0

I need help in extracting the src values from the text ( eg: LOC/IMG.png ) . Any optimal approach to do this , as I have a file count to over 10^5 files .

I have JSON as follows :

{"Items":[{src=\"LOC/IMG.png\"}]}
Captain Barbossa
  • 1,067
  • 10
  • 16
  • is this a string or a dictionary? – Avinash Raj Apr 13 '15 at 07:43
  • Json output stored in files , file count over 1 lakh . – Captain Barbossa Apr 13 '15 at 07:45
  • This isn't "mixed response of HTML and JSON", it's just JSON, some of the members of which are strings that appear to be some form of pre-processed HTML. The right way to parse this would be to parse the JSON, look at the strings that you want to look at, then decode those into HTML fragments, then search those. – abarnert Apr 13 '15 at 07:47
  • Yes , some params have mixed HTML string in them . File format is json as mentioned – Captain Barbossa Apr 13 '15 at 07:50
  • 1
    Also, what is 1 Lakh? Is it like 173.6 gross of bakers' dozens or something? – abarnert Apr 13 '15 at 07:50
  • @abarnet edited the question . File count is over 10^5 . – Captain Barbossa Apr 13 '15 at 07:56
  • 10^5 files isn't that many. How "optimal" does this have to be? If reading each file takes 270ms, and parsing each file adds another 110ms, is that unacceptable? (That's how long `json.loads` on 2K of random JSON plus `bs4.BeautifulSoup` on 2K of random HTML takes on my laptop…) – abarnert Apr 13 '15 at 08:02
  • The file size is large , the above mentioned file was a sample file . – Captain Barbossa Apr 13 '15 at 08:17

2 Answers2

1

Let me put a disclaimer for parserers: I do not claim regexes are the coolest, and I myself use XML/JSON parsers everywhere when I can. However, when it comes to any malformed texts, parsers usually cannot handle those cases the qay I want. I have to add regexish code to deal with those situations.

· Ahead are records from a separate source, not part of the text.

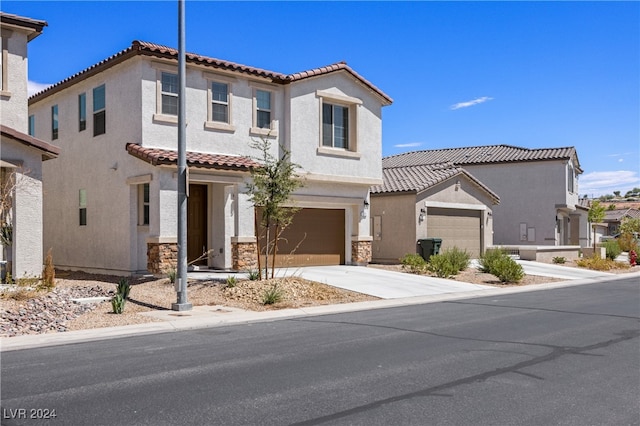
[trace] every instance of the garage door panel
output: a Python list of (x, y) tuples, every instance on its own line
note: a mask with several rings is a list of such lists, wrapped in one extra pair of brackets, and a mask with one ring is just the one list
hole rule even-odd
[[(280, 236), (276, 266), (344, 264), (344, 217), (344, 210), (338, 209), (299, 210)], [(264, 247), (264, 238), (261, 247)]]
[(480, 211), (429, 208), (427, 237), (442, 238), (441, 250), (458, 247), (480, 255)]

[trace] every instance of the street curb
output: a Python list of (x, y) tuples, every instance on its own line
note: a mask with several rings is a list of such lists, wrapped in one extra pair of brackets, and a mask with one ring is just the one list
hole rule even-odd
[[(602, 281), (619, 281), (630, 278), (640, 278), (640, 272), (618, 274), (606, 277), (587, 278), (580, 280), (558, 281), (545, 284), (532, 284), (522, 287), (506, 287), (474, 290), (458, 293), (443, 293), (432, 296), (415, 296), (399, 299), (382, 299), (366, 302), (344, 303), (338, 305), (311, 306), (308, 308), (282, 309), (278, 311), (239, 312), (222, 317), (176, 319), (164, 322), (125, 325), (119, 327), (105, 327), (89, 330), (68, 331), (64, 333), (50, 333), (4, 337), (0, 339), (0, 352), (18, 351), (23, 349), (44, 348), (51, 346), (70, 345), (98, 340), (117, 339), (139, 335), (168, 333), (173, 331), (197, 330), (228, 325), (252, 324), (257, 322), (279, 321), (307, 316), (333, 315), (357, 312), (371, 309), (387, 309), (402, 306), (439, 303), (461, 299), (475, 299), (480, 297), (527, 293), (532, 291), (552, 290), (579, 285), (597, 284)], [(640, 281), (639, 281), (640, 283)]]

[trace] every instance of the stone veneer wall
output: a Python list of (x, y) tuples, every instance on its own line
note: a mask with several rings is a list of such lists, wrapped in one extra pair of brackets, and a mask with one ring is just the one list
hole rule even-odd
[(147, 243), (147, 270), (152, 274), (165, 274), (178, 265), (177, 243)]
[(256, 243), (232, 243), (231, 258), (233, 269), (246, 271), (258, 268), (258, 246)]
[(351, 242), (351, 262), (355, 265), (367, 265), (371, 262), (371, 241)]

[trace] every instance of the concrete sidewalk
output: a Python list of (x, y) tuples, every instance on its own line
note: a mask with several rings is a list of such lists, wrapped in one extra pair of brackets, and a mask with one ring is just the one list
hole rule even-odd
[(250, 324), (254, 322), (276, 321), (289, 318), (300, 318), (305, 316), (339, 314), (370, 309), (437, 303), (449, 300), (471, 299), (477, 297), (499, 296), (529, 291), (550, 290), (575, 285), (593, 284), (602, 281), (603, 279), (620, 280), (627, 278), (640, 280), (640, 272), (609, 275), (606, 277), (597, 277), (590, 279), (577, 279), (547, 284), (529, 285), (522, 287), (487, 287), (470, 291), (460, 291), (457, 293), (449, 292), (407, 298), (393, 298), (368, 302), (313, 306), (308, 308), (282, 309), (264, 312), (245, 311), (223, 306), (195, 306), (192, 311), (186, 312), (177, 312), (170, 310), (152, 311), (147, 312), (143, 315), (157, 318), (161, 320), (160, 322), (136, 324), (123, 327), (108, 327), (91, 330), (69, 331), (65, 333), (50, 333), (2, 338), (0, 341), (0, 352), (47, 346), (68, 345), (88, 341), (130, 337), (136, 335), (166, 333), (171, 331), (220, 327), (232, 324)]

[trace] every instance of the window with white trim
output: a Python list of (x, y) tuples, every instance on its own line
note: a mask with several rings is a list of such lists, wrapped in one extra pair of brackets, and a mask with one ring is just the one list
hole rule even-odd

So, in case a regex is absolutely necessary, use (?<=src=\\").*?(?=\\")" regex. (?<=src=\\") look-behind and look-ahead (?=\") will act as boundaries for the values inside src attributes.

Here is sample code:

import re
p = re.compile(ur'(?<=src=\\").*?(?=\\")')
test_str = "YOUR_STRING"
re.findall(p, test_str)

See demo.

Wiktor Stribiżew
  • 607,720
  • 39
  • 448
  • 563
  • 2
    Besides the fact that [parsing HTML with regex](http://stackoverflow.com/questions/1732348/regex-match-open-tags-except-xhtml-self-contained-tags/1732454#1732454) is already bad, parsing HTML that's been escaped in some unknown way and that's embedded in another format that may contain the exact same patterns you're looking for is even worse. – abarnert Apr 13 '15 at 07:53
1

You have JSON that contains some values that are HTML. If at all possible, therefore, you should parse the JSON as JSON, then parse the HTML values as HTML. This requires you to understand a tiny bit about the structure of the data—but that's a good thing to understand anyway.

For example:

j = json.loads(s)
for item in j['Items']:
    soup = bs4.BeautifulSoup(item['Item'])
    for img in soup.find_all('img'):
        yield img['src']

This may be too slow, but it only takes a couple minutes to write the correct code, run it on 1000 random representative files, then figure out if it will be fast enough when extrapolated to whatever "file count of 1 Lakh" is. If it's fast enough, then do it this way; all else being equal, it's always better to be correct and simple than to be kludgy or complicated, and you'll save time if unexpected data show up as errors right off the bat than if they show up as incorrect results that you don't notice until a week later…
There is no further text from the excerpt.